Ridley Scott and Lynda Obst have had the rights to adapt Richard Preston's nonfiction best-seller The Hot Zone for two decades. And now that it's a timely property again, it'll be a miniseries for Fox.
That's actually a major departure from the original idea, which was a movie starring Jodie Foster. The new iteration has been quietly in the works for the past year, and is even now negotiating to include Preston's latest work on the current outbreak. The Hot Zone started as a New Yorker article in 1992, and Preston's already writing more for The New Yorker. He's been working with Obst and Scott on the miniseries, and they're in conversations to option the new article and add it to their adaptation.
Preston spoke to The New York Times about it today, and he's hoping for a non-fictionalized version:
Q. There are reports that "The Hot Zone" is being developed into a TV series for Fox. Will it be based on the book and the earlier outbreak you covered, or the current crisis?
A. I feel pretty confident that they're going to want to move the story into the current situation. Fox bought the rights to the book way back when, and there was this attempt by Fox to make a movie out of "The Hot Zone," and it tended tragically in a Hollywood disaster involving Robert Redford and Jodie Foster and Ridley Scott. But the rights have been sitting at Fox ever since. The original screenwriter for the Fox movie and the producer Lynda Obst teamed up and have proposed a TV series to Fox.

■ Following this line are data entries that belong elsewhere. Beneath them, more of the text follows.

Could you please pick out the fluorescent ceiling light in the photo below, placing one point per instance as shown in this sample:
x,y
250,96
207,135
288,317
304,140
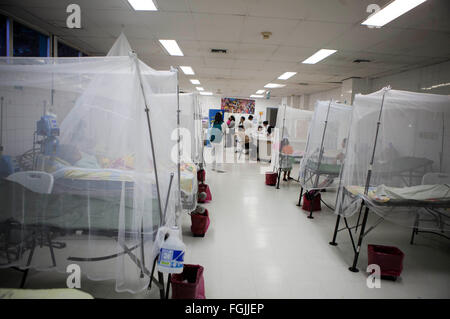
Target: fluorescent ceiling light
x,y
172,47
143,5
274,85
436,86
391,12
319,56
187,70
286,75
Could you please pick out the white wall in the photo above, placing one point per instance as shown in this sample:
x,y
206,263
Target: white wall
x,y
334,94
415,80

Q. Will the show be fictional or based on your reporting?
A. It's been the impulse in Hollywood to fictionalize it. I keep telling them: "Don't do that. Don't turn it into another predictable Hollywood drama."
No bets on whether he's actually going to be able to stop that from happening. Just take a look at The Hollywood Reporter describing the current state of the project. Keep an eye out for their awesome description of adding what's just been happening to the "limited series":
Scott, who would potentially direct at least the first episode, will serve as an executive producer alongside Obst, David Zucker and Jim Hart, who wrote the original feature screenplay Crisis in the Hot Zone. Once the disease's latest twist is incorporated into the series' script, Obst and Scott will take it out to networks.
Looks like we're still a bit out, so fingers crossed that it comes out next year and it's less timely. And, to switch away from the horrors in West Africa that I am not equipped to deal with, how on Earth is Scott going to fit this into his very packed schedule?